¿Cuándo empezó a pintar?
De niña sufrí un accidente en una mano y no podía doblar bien los dedos. Así que en el colegio me cambiaron de las clases de costura, que no podía hacer, a las de pintura.
Más mayor, continué pintando pañuelos de seda natural y, haciendo el servicio social en el Castillo de La Mota, conocí a la hija pequeña del pintor Fernando Álvarez de Sotomayor. Nos hicimos muy amigas y me invitó a las clases de pintura que daba su padre. Estuve yendo siete años hasta que me casé.
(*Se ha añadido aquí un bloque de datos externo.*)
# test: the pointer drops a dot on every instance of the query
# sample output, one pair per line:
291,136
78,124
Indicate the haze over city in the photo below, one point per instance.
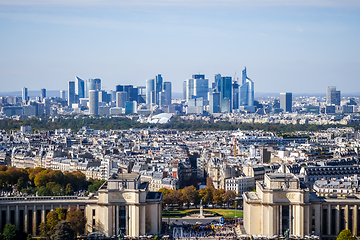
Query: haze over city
296,46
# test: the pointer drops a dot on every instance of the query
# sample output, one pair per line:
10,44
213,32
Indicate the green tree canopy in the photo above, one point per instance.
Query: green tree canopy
11,232
63,231
345,235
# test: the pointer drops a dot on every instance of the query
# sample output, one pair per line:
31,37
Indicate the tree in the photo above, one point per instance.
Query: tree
44,230
44,191
69,190
175,197
52,218
206,194
229,197
164,191
11,232
61,213
209,182
218,196
21,184
63,231
190,195
345,235
76,219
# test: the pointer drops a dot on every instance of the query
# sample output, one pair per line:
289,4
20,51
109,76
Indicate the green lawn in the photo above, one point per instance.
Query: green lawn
218,212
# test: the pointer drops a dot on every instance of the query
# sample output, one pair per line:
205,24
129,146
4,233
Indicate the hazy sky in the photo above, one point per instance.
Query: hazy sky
287,45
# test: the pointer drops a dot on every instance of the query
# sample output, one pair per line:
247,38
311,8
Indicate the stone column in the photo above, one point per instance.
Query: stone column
7,214
117,219
308,218
354,230
26,219
280,218
1,220
329,220
142,220
43,217
34,221
17,216
337,219
290,222
346,215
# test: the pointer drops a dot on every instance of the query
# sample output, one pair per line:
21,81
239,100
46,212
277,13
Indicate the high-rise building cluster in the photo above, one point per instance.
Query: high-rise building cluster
225,95
201,96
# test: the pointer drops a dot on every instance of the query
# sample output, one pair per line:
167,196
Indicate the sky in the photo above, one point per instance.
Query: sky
298,46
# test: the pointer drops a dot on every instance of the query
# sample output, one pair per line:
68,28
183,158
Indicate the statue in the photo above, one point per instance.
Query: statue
201,215
121,235
286,234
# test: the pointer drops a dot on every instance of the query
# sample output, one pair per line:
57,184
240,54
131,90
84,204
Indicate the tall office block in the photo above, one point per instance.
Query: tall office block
246,91
286,101
24,94
92,84
62,94
196,87
43,93
141,94
189,89
158,87
121,99
104,96
225,84
79,87
132,93
235,95
94,102
150,91
184,90
167,91
201,87
112,95
71,93
214,102
332,96
130,107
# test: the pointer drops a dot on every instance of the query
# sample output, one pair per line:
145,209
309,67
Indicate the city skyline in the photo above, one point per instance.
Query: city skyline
284,44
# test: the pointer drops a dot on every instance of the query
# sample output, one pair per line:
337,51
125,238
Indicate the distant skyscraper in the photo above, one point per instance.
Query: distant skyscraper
92,84
130,107
121,99
62,94
201,87
214,102
79,87
71,93
104,96
158,87
235,95
196,87
189,89
167,91
141,94
43,93
132,93
24,94
246,90
150,91
332,96
286,101
93,102
184,90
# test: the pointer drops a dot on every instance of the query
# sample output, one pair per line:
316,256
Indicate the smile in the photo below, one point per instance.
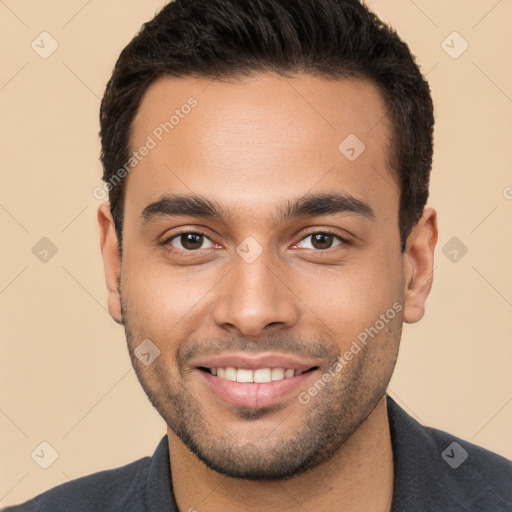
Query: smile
259,375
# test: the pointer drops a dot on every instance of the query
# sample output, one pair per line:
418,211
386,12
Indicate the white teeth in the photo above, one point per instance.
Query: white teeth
277,374
244,375
260,375
263,375
230,373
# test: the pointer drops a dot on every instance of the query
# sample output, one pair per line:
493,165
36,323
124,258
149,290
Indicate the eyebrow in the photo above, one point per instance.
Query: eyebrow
170,205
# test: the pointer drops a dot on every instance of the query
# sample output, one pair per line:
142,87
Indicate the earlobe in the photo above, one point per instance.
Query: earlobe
418,265
111,260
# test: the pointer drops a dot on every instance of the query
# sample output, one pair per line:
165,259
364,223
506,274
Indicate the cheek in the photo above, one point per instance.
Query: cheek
354,295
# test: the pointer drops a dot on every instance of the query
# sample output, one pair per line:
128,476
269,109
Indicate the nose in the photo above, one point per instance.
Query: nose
254,298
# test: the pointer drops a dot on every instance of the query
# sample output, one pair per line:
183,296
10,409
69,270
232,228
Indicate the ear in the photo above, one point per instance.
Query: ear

Después me dediqué por completo a mi familia. Volví a pintar cuando mi hija pequeña cumplió 15 años. Entonces tuve la oportunidad de hacerme cargo de una escuela de pintura en Las Rozas durante cinco años. Y cuando acabó esa etapa, estuve 38 pintando con amigas del colegio, que compartían estilo de vida y amor por la pintura. Hasta que cumplí los 90.
¿Qué siente cuándo pinta?
Es difícil de explicar. Te ofrece una sensación de libertad. Pintando te elevas, te separas de la vida diaria y te encuentras contigo misma.
¿Dónde encuentra la inspiración?
No me pasa siempre, pero hay días que me levanto con ‘ojos de pintora’ y veo las cosas con un halo especial. Entonces, me atrapa un esquina bonita, una persona, una casita en mitad del campo…
Hábleme de esta exposición…
Es una muestra de parte de mi obra, unos 40 cuadros entre retratos, paisajes y bodegones. Algunos de ellos cedidos por las personas que los tienen actualmente.
Los estilos varían entre los más clásicos o académicos, y otros de pincelada más suelta. Y están realizados con diferentes técnicas: oleo, acrílico, mixtas… sobre lienzo, y algunos con la base de madera.
¿Cómo se mantiene tan activa y con tantas ganas?
Porque mi carácter es así [ríe]. El otro día leí que además de caminar lo que te mantiene joven es no perder la ilusión. Todos los días me levanto pensando qué voy a hacer.
Gracias a la tablet, estoy al tanto de lo que pasa: de política, de deporte… Me documento para escribir los artículos en la revista… Sigo teniendo interés por las cosas que me rodean.